Update: Issue #9 DOES exist! https://www.zipcomic.com/shuriken-issue-9

10 responses to “Shuriken!

    • The good news is, it’s kind of a bargain-bin title these days.
      I got most of it from 50-cent boxes and flea-markets, so when I paid maybe $10-15 for a “complete set” that was not complete but did have several issues I already had, I didn’t exactly feel ripped off.

  1. Pingback: Quick Post-mortem on Shuriken Cold Steel | Cirsova

  2. Thank you so much for the review and the exposure. It’s actually been 36 years since I created SHURIKEN, and 30 years since the original character and concept (Kyoko Shidara) has been published.
    I am planning to reprint the first 4 issues on Webtoon (April 15th 2021), and Michiio Okamura’s issues 7 and 8 (with his hopeful permission) and then bodly create an on-going series featuring my original character.
    If Marvel/Disney has a problem with it, they can fight me.
    Truthfully this IP has most likely reverted to me after 36 years since both Malibu and Eternity no longer exist. The “SHURIKEN” character that fell into Marvel’s hands is a re-created brand that is NOT the one I created in 1985.

    -Reggie Byers

    • Reggie, it’s an absolute honor to hear from you here!

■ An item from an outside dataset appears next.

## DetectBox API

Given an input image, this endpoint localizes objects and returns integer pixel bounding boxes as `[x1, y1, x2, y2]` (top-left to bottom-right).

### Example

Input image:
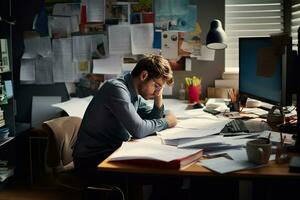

      If there’s any way we can help you with your relaunch and promoting it, please reach out and let me know.

      • Thank you! I most certainly will. Please send me your email address.

        Moving forward on this.
        Thinking of reprinting the first four issues with new covers (or combine them in one volume) infuse some replacement art here and there and definitely re-scripting LOL!!!!
        Then after that four issue story arc…take it from there.

  3. Pingback: Reggie Byers to Resurrect Shuriken | Cirsova

  4. NOTE: the character was rebooted as part of the Ultraverse in 1995. This “new” Shuriken apparead for her first time in the Ultraverse in UltraForce #6, and had a full appareance in Curse of Rune #1. The reboot character, named Brittany Chien had similar appareance, powers and backstory as the original incarnation (Kyoko Shidara ), and would be in fact the same character, only a bit older and using an alias.

    • I can’t say because I haven’t read the Ultraverse incarnation, but I feel like making her a different ethnicity would drastically change her backstory. Are you saying that Brittany Chien at some point reveals that’s she’s actually Kyoko?